Computer system 400 may also include a communications interface 424. Communications interface 424 allows software and data to be transferred between computer system 400 and external devices. Communications interface 424 may include a modem, a network interface (such as an Ethernet card), a communications port, a PCMCIA slot and card, or the like. Software and data transferred via communications interface 424 are in the form of signals which may be electronic, electromagnetic, optical, or other signals capable of being received by communications interface 424. These signals are provided to communications interface 424 via a communications path 426. Communications path 426 carries signals and may be implemented using wire or cable, fiber optics, a phone line, a cellular phone link, an RF link or other communications channels.
In this document, the terms “computer program medium” and “computer usable medium” are used to generally refer to media such as removable storage unit 418, removable storage unit 422, and a hard disk installed in hard disk drive 412. Signals carried over communications path 426 can also embody the logic described herein. Computer program medium and computer usable medium can also refer to memories, such as main memory 408 and secondary memory 410, which can be memory semiconductors (e.g. DRAMs, etc.). These computer program products are means for providing software to computer system 400.
Computer programs (also called computer control logic) are stored in main memory 408 and/or secondary memory 410. Computer programs may also be received via communications interface 424. Such computer programs, when executed, enable computer system 400 to implement the present invention as discussed herein. In particular, the computer programs, when executed, enable processor 404 to implement the processes of the present invention, such as the method illustrated by the flowchart of
The invention is also directed to computer program products comprising software stored on any computer useable medium. Such software, when executed in one or more data processing device, causes a data processing device(s) to operate as described herein. Embodiments of the invention employ any computer useable or readable medium, known now or in the future. Examples of computer useable mediums include, but are not limited to, primary storage devices (e.g., any type of random access memory), secondary storage devices (e.g., hard drives, floppy disks, CD ROMS, ZIP disks, tapes, magnetic storage devices, optical storage devices, MEMS, nanotechnological storage device, etc.), and communication mediums (e.g., wired and wireless communications networks, local area networks, wide area networks, intranets, etc.).

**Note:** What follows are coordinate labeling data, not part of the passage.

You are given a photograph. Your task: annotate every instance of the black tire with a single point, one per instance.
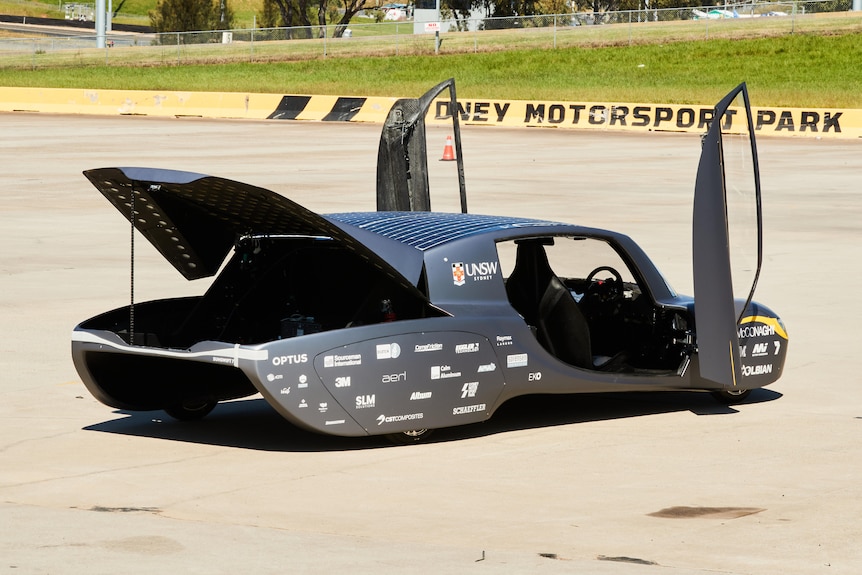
(191, 409)
(731, 396)
(409, 437)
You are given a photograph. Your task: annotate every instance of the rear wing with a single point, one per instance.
(402, 157)
(728, 183)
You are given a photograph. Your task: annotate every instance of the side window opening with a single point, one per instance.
(586, 307)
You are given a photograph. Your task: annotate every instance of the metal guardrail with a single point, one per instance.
(458, 35)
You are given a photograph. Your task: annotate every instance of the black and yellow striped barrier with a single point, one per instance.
(805, 122)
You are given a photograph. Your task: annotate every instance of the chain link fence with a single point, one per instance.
(456, 35)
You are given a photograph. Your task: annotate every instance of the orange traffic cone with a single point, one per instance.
(448, 153)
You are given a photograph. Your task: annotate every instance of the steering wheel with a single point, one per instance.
(608, 289)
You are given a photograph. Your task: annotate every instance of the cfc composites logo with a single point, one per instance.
(398, 418)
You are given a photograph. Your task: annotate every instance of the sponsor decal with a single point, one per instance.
(396, 418)
(365, 401)
(388, 351)
(469, 389)
(443, 372)
(342, 360)
(468, 409)
(770, 326)
(290, 359)
(482, 271)
(747, 331)
(394, 377)
(760, 349)
(467, 347)
(421, 348)
(458, 273)
(756, 369)
(476, 271)
(517, 360)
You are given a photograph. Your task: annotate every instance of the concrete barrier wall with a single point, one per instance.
(805, 122)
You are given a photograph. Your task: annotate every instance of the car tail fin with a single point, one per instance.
(402, 157)
(727, 236)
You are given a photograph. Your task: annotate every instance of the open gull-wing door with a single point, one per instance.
(727, 232)
(402, 157)
(194, 220)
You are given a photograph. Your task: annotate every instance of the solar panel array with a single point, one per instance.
(426, 230)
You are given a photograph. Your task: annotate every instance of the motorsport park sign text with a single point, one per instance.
(783, 121)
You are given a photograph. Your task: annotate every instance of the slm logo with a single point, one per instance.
(365, 401)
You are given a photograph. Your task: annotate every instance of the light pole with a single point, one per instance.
(100, 23)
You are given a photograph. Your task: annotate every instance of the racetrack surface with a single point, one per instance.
(633, 483)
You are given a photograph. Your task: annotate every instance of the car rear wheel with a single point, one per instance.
(408, 437)
(731, 396)
(191, 409)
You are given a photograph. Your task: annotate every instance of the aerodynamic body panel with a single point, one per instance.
(194, 220)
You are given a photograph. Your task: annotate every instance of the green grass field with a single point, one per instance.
(815, 67)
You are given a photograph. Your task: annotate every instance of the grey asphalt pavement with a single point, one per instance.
(634, 483)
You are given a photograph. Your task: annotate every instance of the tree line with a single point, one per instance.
(310, 15)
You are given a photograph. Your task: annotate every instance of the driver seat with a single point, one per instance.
(544, 301)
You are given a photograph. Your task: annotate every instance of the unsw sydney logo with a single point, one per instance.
(481, 271)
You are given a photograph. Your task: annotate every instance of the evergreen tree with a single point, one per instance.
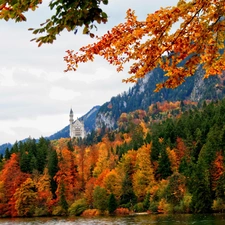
(201, 193)
(100, 199)
(112, 204)
(164, 167)
(53, 169)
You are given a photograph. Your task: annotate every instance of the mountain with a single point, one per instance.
(142, 95)
(89, 124)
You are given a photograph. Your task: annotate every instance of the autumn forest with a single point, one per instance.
(167, 159)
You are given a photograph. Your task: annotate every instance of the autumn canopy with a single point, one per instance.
(178, 38)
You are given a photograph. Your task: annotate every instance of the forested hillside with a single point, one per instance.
(163, 159)
(142, 94)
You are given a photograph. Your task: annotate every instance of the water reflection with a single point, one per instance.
(210, 219)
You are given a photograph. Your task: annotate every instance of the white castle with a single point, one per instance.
(76, 127)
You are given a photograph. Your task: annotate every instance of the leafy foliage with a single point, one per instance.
(198, 40)
(179, 167)
(67, 15)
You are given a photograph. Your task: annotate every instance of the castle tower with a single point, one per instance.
(71, 122)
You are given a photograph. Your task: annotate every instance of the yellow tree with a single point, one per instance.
(156, 41)
(143, 178)
(26, 198)
(113, 183)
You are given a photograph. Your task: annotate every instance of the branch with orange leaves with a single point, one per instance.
(151, 43)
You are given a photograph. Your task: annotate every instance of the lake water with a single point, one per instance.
(210, 219)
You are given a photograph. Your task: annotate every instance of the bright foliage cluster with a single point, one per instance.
(157, 42)
(161, 160)
(67, 15)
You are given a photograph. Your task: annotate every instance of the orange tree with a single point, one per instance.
(178, 38)
(67, 14)
(199, 39)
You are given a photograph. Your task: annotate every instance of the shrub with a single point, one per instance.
(91, 212)
(218, 205)
(78, 207)
(139, 207)
(122, 211)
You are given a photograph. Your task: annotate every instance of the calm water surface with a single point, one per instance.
(218, 219)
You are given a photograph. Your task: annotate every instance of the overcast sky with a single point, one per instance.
(35, 94)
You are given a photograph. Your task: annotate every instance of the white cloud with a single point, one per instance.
(62, 94)
(35, 93)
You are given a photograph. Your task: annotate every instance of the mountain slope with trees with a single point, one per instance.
(163, 159)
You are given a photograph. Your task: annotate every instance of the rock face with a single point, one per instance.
(142, 95)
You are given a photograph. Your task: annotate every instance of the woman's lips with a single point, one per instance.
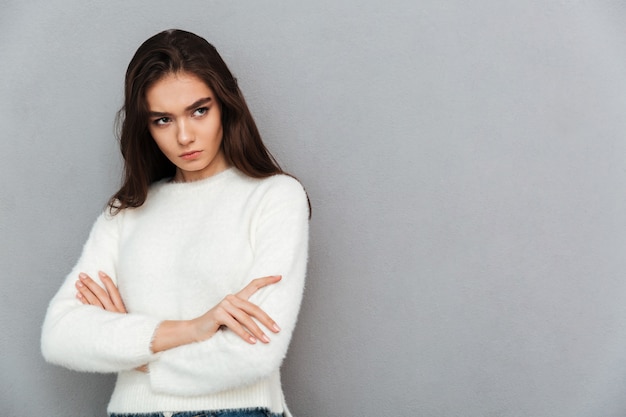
(190, 155)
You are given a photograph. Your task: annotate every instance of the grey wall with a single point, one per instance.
(466, 163)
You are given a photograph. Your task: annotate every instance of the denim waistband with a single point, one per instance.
(248, 412)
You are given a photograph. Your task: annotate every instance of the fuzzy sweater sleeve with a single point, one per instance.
(280, 241)
(88, 338)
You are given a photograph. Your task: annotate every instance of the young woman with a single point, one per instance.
(200, 256)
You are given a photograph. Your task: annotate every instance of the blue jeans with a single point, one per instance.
(254, 412)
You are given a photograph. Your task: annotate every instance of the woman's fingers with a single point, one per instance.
(85, 294)
(257, 284)
(89, 292)
(240, 315)
(113, 292)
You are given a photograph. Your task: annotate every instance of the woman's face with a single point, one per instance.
(185, 121)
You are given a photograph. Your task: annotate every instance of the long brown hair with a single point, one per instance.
(174, 51)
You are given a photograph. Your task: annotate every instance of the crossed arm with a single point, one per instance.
(235, 312)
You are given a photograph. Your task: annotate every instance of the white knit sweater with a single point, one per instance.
(173, 258)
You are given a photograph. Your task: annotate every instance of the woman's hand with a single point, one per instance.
(237, 313)
(107, 298)
(234, 312)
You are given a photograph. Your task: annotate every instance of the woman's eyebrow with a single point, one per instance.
(192, 106)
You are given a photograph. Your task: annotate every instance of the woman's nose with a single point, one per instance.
(185, 133)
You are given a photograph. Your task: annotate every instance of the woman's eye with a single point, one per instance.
(161, 121)
(201, 111)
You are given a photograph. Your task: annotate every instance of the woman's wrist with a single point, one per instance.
(173, 333)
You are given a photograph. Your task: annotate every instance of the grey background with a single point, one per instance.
(466, 163)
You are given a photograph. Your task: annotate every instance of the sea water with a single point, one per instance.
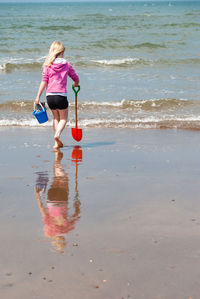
(138, 62)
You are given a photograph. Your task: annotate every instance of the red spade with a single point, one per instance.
(76, 133)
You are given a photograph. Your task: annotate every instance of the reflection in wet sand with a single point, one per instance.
(56, 219)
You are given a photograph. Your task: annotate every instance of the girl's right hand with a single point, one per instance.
(37, 101)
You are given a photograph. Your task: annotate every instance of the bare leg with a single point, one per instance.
(56, 119)
(60, 120)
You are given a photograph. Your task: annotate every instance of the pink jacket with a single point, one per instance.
(56, 75)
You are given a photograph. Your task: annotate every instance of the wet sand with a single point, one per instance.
(131, 207)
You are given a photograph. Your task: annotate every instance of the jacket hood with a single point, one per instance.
(59, 64)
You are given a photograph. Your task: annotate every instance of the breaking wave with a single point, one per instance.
(133, 114)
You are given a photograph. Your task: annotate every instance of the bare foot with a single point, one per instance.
(58, 143)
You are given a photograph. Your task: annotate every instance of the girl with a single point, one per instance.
(55, 72)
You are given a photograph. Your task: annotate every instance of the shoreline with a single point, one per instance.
(134, 196)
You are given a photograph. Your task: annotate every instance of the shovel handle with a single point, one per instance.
(76, 93)
(74, 89)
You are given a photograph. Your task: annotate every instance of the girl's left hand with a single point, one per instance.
(37, 101)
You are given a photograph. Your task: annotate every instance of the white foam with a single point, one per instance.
(117, 61)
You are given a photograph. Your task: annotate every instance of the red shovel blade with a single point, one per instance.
(77, 134)
(77, 154)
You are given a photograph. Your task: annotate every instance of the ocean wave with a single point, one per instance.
(149, 45)
(151, 122)
(181, 25)
(167, 104)
(127, 62)
(118, 62)
(59, 27)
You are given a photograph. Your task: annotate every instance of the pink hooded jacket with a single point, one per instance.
(56, 75)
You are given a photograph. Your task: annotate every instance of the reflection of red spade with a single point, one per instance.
(76, 160)
(77, 155)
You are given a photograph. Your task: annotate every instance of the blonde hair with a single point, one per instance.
(55, 49)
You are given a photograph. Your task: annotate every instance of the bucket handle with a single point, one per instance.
(41, 106)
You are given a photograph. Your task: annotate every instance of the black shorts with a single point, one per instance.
(57, 102)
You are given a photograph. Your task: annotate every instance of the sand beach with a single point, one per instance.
(132, 212)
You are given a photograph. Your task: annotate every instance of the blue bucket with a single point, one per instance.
(41, 115)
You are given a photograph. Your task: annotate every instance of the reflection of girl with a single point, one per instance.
(57, 223)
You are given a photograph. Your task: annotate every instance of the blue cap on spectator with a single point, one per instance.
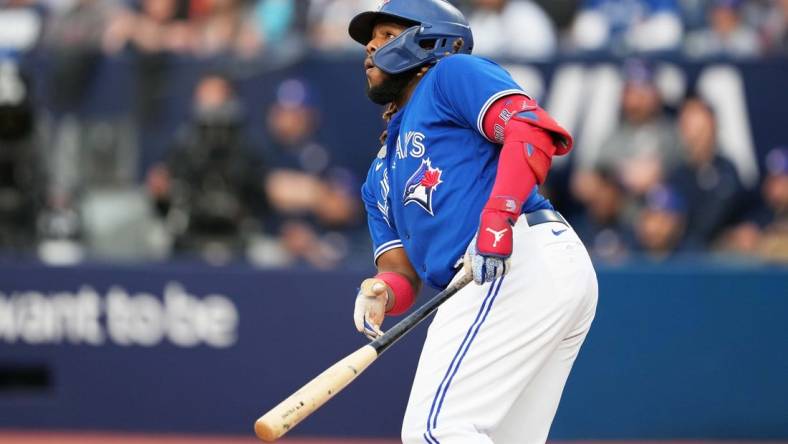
(664, 198)
(295, 93)
(777, 161)
(729, 4)
(638, 71)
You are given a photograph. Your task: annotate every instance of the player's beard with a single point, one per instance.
(391, 87)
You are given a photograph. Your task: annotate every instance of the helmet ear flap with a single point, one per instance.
(403, 53)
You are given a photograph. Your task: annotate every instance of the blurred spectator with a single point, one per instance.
(315, 199)
(210, 189)
(775, 28)
(20, 179)
(153, 33)
(225, 26)
(73, 44)
(727, 35)
(512, 28)
(21, 23)
(643, 147)
(707, 181)
(765, 231)
(622, 26)
(328, 22)
(660, 225)
(604, 227)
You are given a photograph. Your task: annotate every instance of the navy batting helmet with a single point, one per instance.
(436, 25)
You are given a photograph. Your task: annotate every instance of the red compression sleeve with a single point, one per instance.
(404, 296)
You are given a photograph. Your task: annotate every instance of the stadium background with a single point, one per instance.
(181, 233)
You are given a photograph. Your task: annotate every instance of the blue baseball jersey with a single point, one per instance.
(426, 189)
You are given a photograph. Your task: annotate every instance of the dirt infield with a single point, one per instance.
(20, 437)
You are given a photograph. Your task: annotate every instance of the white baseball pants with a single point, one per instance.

While various embodiments of the present invention have been described above, it should be understood that they have been presented by way of example only, and not limitation. It will be understood by those skilled in the relevant art(s) that various changes in form and details may be made therein without departing from the spirit and scope of the invention as defined in the appended claims. It should be understood that the invention is not limited to these examples. The invention is applicable to any elements operating as described herein. Accordingly, the breadth and scope of the present invention should not be limited by any of the above-described exemplary embodiments, but should be defined only in accordance with the following claims and their equivalents.